Une prise de contacts pour les ministres
Le secrétaire général de l'AMF André Laignel (PS) lui ne mâche pas ses mots. Les élus sont "très, très inquiets", a-t-il dit à l'AFP. Certains l'exprimeront courtoisement, d'autres plus vivement, a-t-il prédit. Parmi leurs sujets d'inquiétudes figure la suppression de la clause de compétence générale des départements et des régions, qui leur permettait de financer les projets des communes. "Les élus se demandent s'ils pourront continuer à porter l'investissement public", réalisé à 74% par les collectivés locales, s'interroge de son côté Jean Launay (PS), trésorier de l'AMF.
Initialement, le Premier ministre François Fillon aurait dû être présent à l'ouverture du congrès. Il pourrait le clôturer, mais n'a pas encore donné sa réponse sur ce point. Le congrès sera également la première occasion pour les ministres de son nouveau gouvernement de prendre contact avec les élus locaux, lors des nombreuses tables-rondes qui le rythment.
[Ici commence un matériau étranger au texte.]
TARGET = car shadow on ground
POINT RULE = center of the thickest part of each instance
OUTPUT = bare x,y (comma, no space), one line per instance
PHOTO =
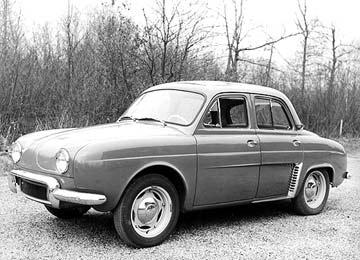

Le cabinet du nouveau ministre des Collectivités territoriales Philippe Richert a annoncé sa participation à un débat sur la nouvelle répartition des compétences, avec notamment le président (UMP) du Sénat Gérard Larcher, Jacques Pélissard, et les présidents des associations des départements (ADF) et des régions (ARF), les socialistes Claudy Lebreton, et Alain Rousset. Philippe Richert, qui présidait auparavant l'Alsace, seule région métropolitaine de droite, avait quitté spectaculairement l'ARF le 3 novembre, reprochant à cette dernière de n'être qu'"une amicale d'opposition au gouvernement".